Tuesday, November 15, 2005

Board of Education reneges on written agreement

As if foreshadowing any future agreement with Seven Locks parents and neighbors, the Montgomery County Board of Education has reneged on a written agreement that it made after losing a federal court case to parents concerning objectionable curriculum.

A local newspaper accuses the school board of threatening freedom of speech by censoring views of parents it doesn't like.

The Washington Examiner says of the board members in an editorial, "Despite their written agreement to seat one member of Citizens for a Responsible Curriculum on their 15-member sex-ed advisory committee, they stubbornly refuse to comply."

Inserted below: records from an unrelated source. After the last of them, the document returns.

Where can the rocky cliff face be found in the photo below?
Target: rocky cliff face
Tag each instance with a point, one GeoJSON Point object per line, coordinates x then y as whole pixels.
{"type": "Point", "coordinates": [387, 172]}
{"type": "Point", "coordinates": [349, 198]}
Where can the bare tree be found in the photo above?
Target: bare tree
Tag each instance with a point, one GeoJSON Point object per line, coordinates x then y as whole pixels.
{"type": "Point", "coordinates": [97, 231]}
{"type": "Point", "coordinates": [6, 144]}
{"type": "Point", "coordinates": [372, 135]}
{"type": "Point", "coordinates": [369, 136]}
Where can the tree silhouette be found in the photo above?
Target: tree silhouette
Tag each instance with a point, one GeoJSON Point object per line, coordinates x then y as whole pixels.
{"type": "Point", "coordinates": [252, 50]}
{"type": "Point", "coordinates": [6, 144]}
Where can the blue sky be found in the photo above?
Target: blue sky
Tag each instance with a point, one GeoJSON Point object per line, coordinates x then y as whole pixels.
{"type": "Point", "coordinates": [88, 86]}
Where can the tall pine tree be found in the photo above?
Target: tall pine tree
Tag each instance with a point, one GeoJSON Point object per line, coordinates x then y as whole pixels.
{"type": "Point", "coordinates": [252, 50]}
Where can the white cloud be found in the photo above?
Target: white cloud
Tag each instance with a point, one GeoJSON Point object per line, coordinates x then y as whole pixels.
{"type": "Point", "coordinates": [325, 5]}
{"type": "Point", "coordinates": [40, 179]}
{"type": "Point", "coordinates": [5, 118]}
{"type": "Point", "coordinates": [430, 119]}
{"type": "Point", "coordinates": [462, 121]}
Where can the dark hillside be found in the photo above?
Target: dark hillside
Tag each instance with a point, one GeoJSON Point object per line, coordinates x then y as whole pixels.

Regardless of whether Seven Locks parents agree with the county sex-ed program, the county's behavior has ramifications for the Seven Locks/Kendale controversy. It underscores what many see as county school officials' malicious and possibly illegal behavior toward parents and PTA chapters who question or challenge them.

According to the Examiner, "In May, the grassroots group filed a successful federal lawsuit that derailed MoCo's controversial sex-ed pilot program. CRC members are now saying that they should be the ones to choose their own representative on the panel, not hostile board members. It's a valid point with implications extending far beyond the present issue.

"That was precisely the conclusion of the lawsuit. A judge appointed by President Clinton went so far as to issue a temporary restraining order while blasting the blatant 'viewpoint discrimination' in the proposed curriculum, which board members had unanimously approved.

"Soon afterward, Schools Superintendent Jerry Weast suspended the $1 million pilot program altogether and it was back to the drawing board. . . .

"'The wisdom of approving a curriculum which prohibits students from discussing one viewpoint of a controversial subject goes to the very essences of ... the First Amendment,' Judge Williams added. He's right. Freedom of speech is really what's at stake here."